2 comments on “‘Evidence’ BMA style”

  1. Dr Wakeham, thank you for your comment. May I respond? First, the study you refer to was refereed by a number of experts in the field of general practice and, more specifically, the Quality and Outcomes Framework – Martin Roland, John Howie and Peter Davies – who were happy it was of sufficient quality to be published.

    Second, I did cite a report by the HSJ on exception reporting, which showed the variation between practices, but accompanied it the following statement: ‘However, this is likely to be misrepresentative. The HSJ used raw data with little consideration of legitimate reasons for variations in exception reporting, such as practice list turnover and the number of patients with complicated co-morbidities. Looking more closely at the data, the most common indicator to be exception reported overall, the prescription of beta blockers for CHD, reflects the fact that they are contraindicated for many conditions including asthma, peripheral vascular disease and chronic obstructive pulmonary disease (COPD).’

    And, many of the conclusions ‘Checking-Up on Doctors’ drew, particularly highlighting a ‘threshold’ effect on quality for indicators included in the QOF, relatively lower improvements in care for indicators not included in the QOF and the QOF’s potentially adverse effect on the interpersonal and holistic nature of general practice have since been highlighted in numerous academic studies such as in the British Medical Journal and New England Journal of Medicine (on diabetes, blood pressure monitoring and quality in primary care), in the Journal of the Royal Society of Medicine (on equity) and in the British Journal of General Practice (on person-centred care).
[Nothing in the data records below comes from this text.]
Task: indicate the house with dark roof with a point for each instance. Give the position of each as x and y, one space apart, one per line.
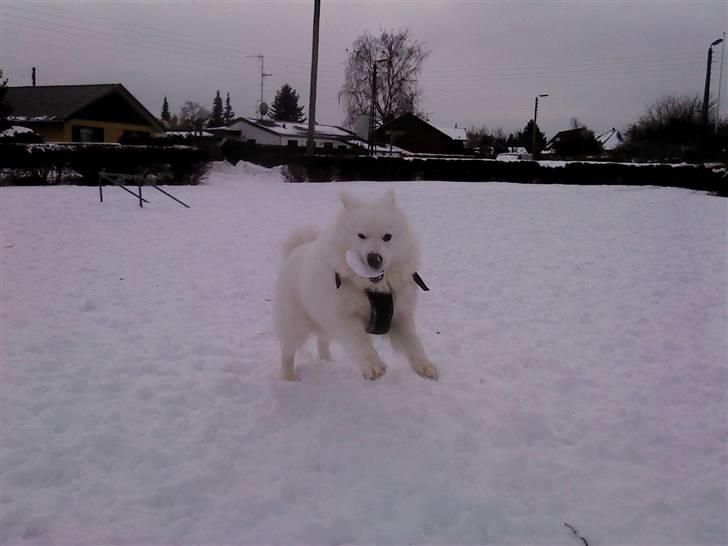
291 134
416 135
81 113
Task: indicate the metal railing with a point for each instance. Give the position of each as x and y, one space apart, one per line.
121 180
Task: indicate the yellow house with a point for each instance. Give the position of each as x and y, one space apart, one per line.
80 113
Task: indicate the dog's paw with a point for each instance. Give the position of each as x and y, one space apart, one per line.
374 371
427 370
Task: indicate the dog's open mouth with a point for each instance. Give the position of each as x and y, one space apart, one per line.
361 268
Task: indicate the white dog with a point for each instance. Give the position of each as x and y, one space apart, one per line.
354 278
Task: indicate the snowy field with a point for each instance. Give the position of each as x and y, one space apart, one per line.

  2. Despite being a practicing GP for many years I’m no fan of the BMA. I have also been involved in the procurement of a local ISTC. I have to say that the old proverb of first looking at the plank in your own eye before criticizing the splinter in others springs readily to mind. Specifically I had occasion to respond one of your own publications on this exact point. Checking-Up on Doctors by James Gubb (your director of the health unit). This publication was riddled with exactly the same distortions and misrepresentations that the BMA is being criticized for. The ‘crowning glory’ for me was quoting the HSJ as a source of factual information! We had to put up with DoH propaganda dressed-up as evidence for years now and we can all interpret data selectively. Come on lets have some intellectual honesty.